Rozalia took her last breath at 10.20pm on July 5 – one day after turning five years old.
I looked over to Rozalia and I could see that she had this glare in her eye,” Katrina said. “They called us aside and said, ‘She’s gone, she’s gone.”
“They couldn’t bring her back.”
Katrina returned home to a playroom full of unopened presents and so many unanswered questions. How could this have happened?
A treatable complication
A devastated Katrina recently sat down with A Current Affair, just one month after her daughter’s unexpected death, to relive the horror. She is begging for answers from the hospital and hoping that Rozalia’s tragic death will prompt the authorities to do something about the understaffed hospitals.
With almost half a million people now living in the nation’s capital, there is no children’s hospital in Canberra or access to paediatric specialists.
Katrina was not given any answers after leaving and it was only until the media stepped in that she has received contact from health authorities.
I have an answer from the police, a coroner that has told me her death was myocarditis due to influenza A,” Katrina said.
Cardiologist Dr Ross Walker said Rozalia suffered a rare but treatable complication of the flu.
It’s a very difficult diagnosis for someone who’s not in the area of cardiology to pick up on very quickly,” Dr Walker said.
“Clearly over the few days that she was getting sicker, her condition was deteriorating markedly.
If it was recognised earlier, there was the possibility she could have been treated earlier and she may have responded to the early treatment.”

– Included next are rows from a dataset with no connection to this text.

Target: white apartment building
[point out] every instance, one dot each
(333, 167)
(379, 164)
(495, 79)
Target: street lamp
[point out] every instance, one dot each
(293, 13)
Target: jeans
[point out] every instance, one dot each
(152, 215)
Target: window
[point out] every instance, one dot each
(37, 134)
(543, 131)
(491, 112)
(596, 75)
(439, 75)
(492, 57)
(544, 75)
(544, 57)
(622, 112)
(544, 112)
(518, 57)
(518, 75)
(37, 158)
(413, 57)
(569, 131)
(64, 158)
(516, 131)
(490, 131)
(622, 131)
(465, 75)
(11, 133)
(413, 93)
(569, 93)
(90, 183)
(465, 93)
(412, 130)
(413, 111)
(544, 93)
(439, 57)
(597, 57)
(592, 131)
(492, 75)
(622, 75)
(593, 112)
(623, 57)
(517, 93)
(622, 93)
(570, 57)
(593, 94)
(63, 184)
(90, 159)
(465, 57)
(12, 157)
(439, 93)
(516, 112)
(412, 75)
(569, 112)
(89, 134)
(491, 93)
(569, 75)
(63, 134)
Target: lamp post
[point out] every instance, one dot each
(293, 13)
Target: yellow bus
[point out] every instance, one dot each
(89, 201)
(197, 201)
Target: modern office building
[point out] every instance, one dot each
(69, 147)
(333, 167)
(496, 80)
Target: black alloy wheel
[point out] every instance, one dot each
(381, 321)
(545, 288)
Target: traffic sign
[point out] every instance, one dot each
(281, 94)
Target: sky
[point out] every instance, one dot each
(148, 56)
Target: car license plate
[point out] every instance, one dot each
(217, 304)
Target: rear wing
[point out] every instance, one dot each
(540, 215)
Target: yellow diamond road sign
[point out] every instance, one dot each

Katrina said one of her biggest regrets is not speaking up to staff when she knew her daughter’s condition was deteriorating.

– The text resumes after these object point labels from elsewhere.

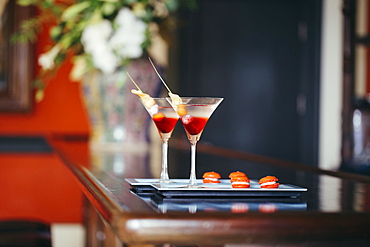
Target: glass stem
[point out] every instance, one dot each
(164, 172)
(193, 177)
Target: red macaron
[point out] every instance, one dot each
(211, 177)
(269, 182)
(237, 174)
(240, 182)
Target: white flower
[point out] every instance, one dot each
(95, 39)
(129, 36)
(46, 60)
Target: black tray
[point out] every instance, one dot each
(177, 189)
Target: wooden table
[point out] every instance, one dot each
(334, 211)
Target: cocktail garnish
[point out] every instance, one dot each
(148, 101)
(175, 98)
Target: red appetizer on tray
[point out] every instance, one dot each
(269, 182)
(211, 177)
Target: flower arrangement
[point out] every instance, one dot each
(96, 34)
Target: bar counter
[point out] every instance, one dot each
(334, 211)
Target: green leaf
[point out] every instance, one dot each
(74, 10)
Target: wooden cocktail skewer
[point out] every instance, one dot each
(145, 98)
(176, 100)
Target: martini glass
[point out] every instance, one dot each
(194, 113)
(165, 119)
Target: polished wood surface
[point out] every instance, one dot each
(336, 212)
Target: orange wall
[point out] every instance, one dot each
(60, 112)
(39, 185)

You see all those signs around the hospital, ‘Don’t raise your voice, because you’re going to get kicked out,” she said.
“As a parent you just want to be so civilised, so if you say something and say something in the wrong manner you’re going to be pushed to the back of the list.”
There will be an investigation into the death of the little girl. Katrina also hopes that by sharing her daughter’s story, other mothers won’t have to go through the same horror that she did.
She hopes that every parent can feel safe when they take their sick child to hospital.
Please take mothers seriously when we come in there with our children, just take us seriously. We’re not there to waste anyone’s time, we’re here for help,” Katrina said.
We hope that Rozalia’s family gets the answers that they deserve.